Given that there are more than 11,000 species of ants that have evolved in many different ecological situations, researchers are keen to understand more about how they run their network operations. The hope is that the study of ant foraging networks will reveal other useful mechanisms that can inspire us in our own network management.
Smaller satellites
CUBESATS ARE MINIATURE satellites measuring just 10cm along each edge and are a relatively inexpensive way to do space research. Clyde Space, a Glasgow-based CubeSat manufacturer, has been investigating ant-inspired methods to build better satellites. With weight and space both at a premium, CubeSats need to be designed with the minimum amount of cabling. Just as ants use pheromones to find food, computer programs based on virtual ants laying virtual pheromones through a simulated CubeSat have created the most space-saving wiring solution.
Safer crowd control
VERY LARGE GROUPS of people in confined spaces can quickly turn into a life-threatening crush, especially if panic spreads. Constructing spaces with crowd safety built-in is an important part of modern architecture. Ant researchers studying Cuban leaf-cutting ants found that ‘crowds’ of ants contained in a space with two separate exits will tend to leave the space by both exits equally under normal conditions, but if a repellent chemical is added they will ‘panic’ and pile up around one exit, making it take longer to evacuate the area.
Similar panic-induced escape patterns have been found in theoretical simulations of human behaviour. Given this similarity, further investigation of the architecture of ant nests, and the ways in which different designs help ants move around within the nest could inspire human architects to come up with novel solutions for our own crowd control.

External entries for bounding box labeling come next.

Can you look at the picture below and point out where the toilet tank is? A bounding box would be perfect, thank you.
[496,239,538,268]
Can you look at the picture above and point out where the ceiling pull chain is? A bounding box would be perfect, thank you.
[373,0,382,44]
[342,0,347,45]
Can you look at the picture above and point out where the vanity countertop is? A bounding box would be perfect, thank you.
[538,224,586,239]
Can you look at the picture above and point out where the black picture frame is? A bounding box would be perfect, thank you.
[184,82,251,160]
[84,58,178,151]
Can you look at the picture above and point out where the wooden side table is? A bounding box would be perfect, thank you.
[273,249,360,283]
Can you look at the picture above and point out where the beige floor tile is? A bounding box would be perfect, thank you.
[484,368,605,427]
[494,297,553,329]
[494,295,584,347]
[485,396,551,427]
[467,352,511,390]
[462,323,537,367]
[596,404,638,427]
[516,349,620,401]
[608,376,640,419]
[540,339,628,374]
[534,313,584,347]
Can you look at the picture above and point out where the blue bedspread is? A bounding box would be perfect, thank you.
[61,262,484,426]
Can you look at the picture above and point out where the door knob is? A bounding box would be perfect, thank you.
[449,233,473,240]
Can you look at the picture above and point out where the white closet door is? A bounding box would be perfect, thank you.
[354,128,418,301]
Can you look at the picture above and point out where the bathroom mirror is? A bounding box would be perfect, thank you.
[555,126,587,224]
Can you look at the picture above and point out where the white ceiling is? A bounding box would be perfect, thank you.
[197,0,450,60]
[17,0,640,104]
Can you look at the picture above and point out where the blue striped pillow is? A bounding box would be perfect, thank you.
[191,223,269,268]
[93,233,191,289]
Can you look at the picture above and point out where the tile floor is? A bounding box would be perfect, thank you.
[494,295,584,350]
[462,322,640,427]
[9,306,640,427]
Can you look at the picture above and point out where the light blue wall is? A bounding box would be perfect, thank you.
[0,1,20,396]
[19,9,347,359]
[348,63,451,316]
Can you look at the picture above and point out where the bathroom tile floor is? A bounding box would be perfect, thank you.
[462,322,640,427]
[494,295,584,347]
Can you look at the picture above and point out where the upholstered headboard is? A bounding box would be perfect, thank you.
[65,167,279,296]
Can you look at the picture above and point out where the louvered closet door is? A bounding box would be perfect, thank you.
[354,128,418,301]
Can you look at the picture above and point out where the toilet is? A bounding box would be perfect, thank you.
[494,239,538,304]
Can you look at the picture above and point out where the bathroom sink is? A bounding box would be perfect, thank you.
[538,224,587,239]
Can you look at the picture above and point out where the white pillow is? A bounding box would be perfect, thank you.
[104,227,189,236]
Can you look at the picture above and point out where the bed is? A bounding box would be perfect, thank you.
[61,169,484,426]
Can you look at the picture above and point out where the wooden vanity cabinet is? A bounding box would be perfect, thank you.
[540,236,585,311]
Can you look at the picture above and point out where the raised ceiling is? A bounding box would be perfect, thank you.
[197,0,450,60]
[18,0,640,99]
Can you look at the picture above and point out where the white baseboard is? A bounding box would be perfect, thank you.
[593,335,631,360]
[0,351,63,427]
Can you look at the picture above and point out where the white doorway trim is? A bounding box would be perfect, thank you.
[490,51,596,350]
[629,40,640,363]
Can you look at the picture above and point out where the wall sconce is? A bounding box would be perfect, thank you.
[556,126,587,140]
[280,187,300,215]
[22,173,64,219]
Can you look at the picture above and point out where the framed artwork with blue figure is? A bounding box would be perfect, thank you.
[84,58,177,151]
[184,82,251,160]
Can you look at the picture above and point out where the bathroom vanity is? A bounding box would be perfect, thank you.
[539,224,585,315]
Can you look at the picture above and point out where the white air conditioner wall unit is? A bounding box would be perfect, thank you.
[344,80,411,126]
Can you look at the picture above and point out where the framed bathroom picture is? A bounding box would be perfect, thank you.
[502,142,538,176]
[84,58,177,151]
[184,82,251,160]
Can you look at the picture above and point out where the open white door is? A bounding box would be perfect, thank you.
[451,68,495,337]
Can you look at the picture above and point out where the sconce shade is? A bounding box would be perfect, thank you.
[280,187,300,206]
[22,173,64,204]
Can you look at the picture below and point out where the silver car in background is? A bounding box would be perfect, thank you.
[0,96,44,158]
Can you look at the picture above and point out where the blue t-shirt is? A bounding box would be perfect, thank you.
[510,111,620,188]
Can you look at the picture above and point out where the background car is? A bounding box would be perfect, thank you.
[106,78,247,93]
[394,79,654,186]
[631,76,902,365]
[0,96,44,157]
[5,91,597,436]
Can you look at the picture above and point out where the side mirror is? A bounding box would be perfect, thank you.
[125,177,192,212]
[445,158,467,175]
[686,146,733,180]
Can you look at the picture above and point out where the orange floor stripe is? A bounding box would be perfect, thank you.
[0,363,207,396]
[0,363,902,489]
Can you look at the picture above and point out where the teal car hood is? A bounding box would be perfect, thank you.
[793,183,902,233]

Forging fuel-saving routes through outer space
A SPACECRAFT CAN use the gravity of large bodies like planets to provide a ‘gravity assist’. By travelling on the right trajectory, the planet’s gravity increases the craft’s speed and changes its direction in such a way that, if you have done the mathematics correctly, it propels the craft towards its final destination. Gravity assists save on fuel and these celestial slingshots have been used to propel space probes like Voyager immense distances through space, Voyager 1 has travelled so far using this technique that it has now officially left the Solar System.
Although more complex than the traditional Earth-bound Travelling Salesman Problem, designing trajectories through space is still, at a fundamental level, a routing problem. However, to make use of gravity assists, the passage through space has to be combined with very accurate timing, which also makes this a scheduling issue. Researchers at the University of Strathclyde and the University of Glasgow have used the principles of pheromone foraging trails to construct a modified Ant Colony Optimization algorithm (set of instructions) that predicts routes through space. The algorithm removes the need to check all possible routes (a very time consuming process) and instead compiles the route incrementally, with each additional trajectory building on those the model has already ‘foraged’. Using this ant-inspired approach, they can predict the schedule and trajectories required to take advantage of multiple gravity assists far more rapidly than traditional methods.
Perhaps even the wise King Solomon couldn’t have predicted just how much we have come to learn from considering the ways of ants.